One particular day this past holiday season, me and my sister were visiting my grandma. We all went to the common area to watch a man sing and play the guitar. There was around 30-40 people and we got a front row seat.
That’s when I met her.
As the coordinator wheeled her right next to me he says, “Here you go Irene… right next to a handsome young fellow.” This is when she winked. I immediately thought, “O man…she’s going to be a hoot!”
The man with the guitar started playing and was very good. He sang Christmas music, holiday songs, and songs from my grandmother’s generations. Everyone was having fun, even me and my sister.
And boy was Irene having fun. Even though she was bound to her wheelchair, she was moving side to side and shaking her legs back and forth. I thought she was going to get up and dance the night away.
She came alive and was having such a fun time. She keep yelling to the man playing guitar, “God bless you. You’re wonderful. God bless you….(turning to the crowd) He’s good!!!”
He was very entertained by this.
This whole time she kept cocking her head to the side winking at me. Finally, she put her hand on my thigh and whipped herself around to face me. I was half in shock.
She asked, “how old are you.”
I said, “30… Ugh I’m 30 years old.”
She says, “I can’t hear you show me with you hands.”
So I held up a three and a zero and her eyes lit up. She kept saying, “God bless you… you’re a wonderful boy…. God bless you.”
She insisted on telling my grandma how wonderful I was and must have God blessed everyone in there 50 times.
It was truly amazing seeing how familiar music brightened these seniors and made the 92 year old Irene feel like she was 30.
Clearly everyone in that room was feeling good. From my grandmother, me, my sister, to the cradle robbing 92 year old Irene.
Every decision us humans make starts with emotion. This is certainly apparent when you see 90+ year old seniors come to life with a little music.
Are you connecting with prospects on an emotional level?
If humans are emotional creatures, then every communication you have with prospects should connect with them on an emotional level. Whether you’re a skilled nursing community looking to reach out to care givers, or a continuing care retirement community trying to reach the 55-60 crowd.
A caregiver is not just looking for skilled nursing. They’re looking for their life back, relief from the stress of taking care of their parent or spouse, comfort knowing their parent or spouse is getting good care. They want the time they spend together to be cherished moments and not spent caring for and worrying.

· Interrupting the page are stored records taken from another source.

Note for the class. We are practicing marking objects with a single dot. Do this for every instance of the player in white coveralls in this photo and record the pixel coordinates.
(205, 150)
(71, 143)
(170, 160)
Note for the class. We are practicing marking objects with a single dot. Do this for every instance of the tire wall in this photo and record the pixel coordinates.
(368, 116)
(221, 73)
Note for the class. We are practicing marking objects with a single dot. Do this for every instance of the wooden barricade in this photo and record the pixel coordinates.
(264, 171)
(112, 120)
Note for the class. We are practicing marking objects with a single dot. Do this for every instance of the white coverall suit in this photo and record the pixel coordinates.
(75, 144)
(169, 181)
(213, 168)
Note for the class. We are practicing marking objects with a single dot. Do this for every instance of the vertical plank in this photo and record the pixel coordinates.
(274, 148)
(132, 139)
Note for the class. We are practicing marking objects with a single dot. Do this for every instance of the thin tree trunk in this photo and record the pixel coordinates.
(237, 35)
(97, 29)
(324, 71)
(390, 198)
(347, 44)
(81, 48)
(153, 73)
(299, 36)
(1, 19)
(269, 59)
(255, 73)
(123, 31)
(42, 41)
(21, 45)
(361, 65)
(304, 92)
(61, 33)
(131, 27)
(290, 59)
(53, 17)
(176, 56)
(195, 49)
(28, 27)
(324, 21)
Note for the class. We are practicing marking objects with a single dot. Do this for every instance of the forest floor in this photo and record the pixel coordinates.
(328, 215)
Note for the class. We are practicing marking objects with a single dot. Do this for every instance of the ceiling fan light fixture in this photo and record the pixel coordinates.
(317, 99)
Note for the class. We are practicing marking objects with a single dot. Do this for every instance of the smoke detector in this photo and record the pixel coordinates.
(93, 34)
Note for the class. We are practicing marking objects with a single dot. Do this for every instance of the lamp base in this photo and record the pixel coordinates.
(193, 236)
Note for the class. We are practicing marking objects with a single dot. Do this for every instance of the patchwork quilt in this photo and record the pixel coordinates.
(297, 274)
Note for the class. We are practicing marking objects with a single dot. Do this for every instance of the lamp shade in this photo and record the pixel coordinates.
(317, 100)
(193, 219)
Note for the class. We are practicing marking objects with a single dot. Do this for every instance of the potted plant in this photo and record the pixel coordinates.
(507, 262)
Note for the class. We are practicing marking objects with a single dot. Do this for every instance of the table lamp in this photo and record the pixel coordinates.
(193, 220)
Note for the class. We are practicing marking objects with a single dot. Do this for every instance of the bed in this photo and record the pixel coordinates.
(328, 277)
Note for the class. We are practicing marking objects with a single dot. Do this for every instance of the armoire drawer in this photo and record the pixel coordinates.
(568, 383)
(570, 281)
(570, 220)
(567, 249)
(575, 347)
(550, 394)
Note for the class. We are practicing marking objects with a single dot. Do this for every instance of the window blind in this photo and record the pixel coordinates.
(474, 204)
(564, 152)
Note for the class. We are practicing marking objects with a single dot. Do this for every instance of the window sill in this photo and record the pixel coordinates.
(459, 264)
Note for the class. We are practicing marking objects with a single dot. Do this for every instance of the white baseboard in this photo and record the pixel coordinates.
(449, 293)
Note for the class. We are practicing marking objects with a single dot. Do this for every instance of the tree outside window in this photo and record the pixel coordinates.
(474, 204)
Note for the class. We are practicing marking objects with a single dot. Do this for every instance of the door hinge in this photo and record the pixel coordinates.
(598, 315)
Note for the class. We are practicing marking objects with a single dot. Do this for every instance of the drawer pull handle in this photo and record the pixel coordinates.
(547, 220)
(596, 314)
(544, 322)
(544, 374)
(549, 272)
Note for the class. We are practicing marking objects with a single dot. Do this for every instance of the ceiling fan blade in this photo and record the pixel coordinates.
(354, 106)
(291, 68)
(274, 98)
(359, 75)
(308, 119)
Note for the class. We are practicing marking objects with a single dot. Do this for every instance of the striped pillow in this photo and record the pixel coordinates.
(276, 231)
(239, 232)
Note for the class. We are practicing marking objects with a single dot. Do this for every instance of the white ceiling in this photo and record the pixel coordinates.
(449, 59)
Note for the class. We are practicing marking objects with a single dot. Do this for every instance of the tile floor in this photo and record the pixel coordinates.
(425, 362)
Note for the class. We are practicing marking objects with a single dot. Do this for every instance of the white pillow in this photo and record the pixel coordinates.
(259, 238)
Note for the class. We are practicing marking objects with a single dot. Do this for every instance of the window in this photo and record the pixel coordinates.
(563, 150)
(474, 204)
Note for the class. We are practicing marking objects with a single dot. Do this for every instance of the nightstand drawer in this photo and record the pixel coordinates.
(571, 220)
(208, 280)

A couple looking for a continuing care retirement community is looking to relieve themselves from the daily maintenance of a home, be part of an active community, all while knowing their future care needs will be covered.
When you create your advertisements and marketing communications you must appeal to your prospects emotions. Don’t just say you’re a retirement community or skilled nursing community; show the benefits of your community through emotion and story. Imagine you are writing a page out of their diary and put those hot buttons in your messages.
If you take a normal feature based advertisement or communication and zing it up with emotional hot buttons, you can be sure to separate yourself from your competition and watch your response increase dramatically.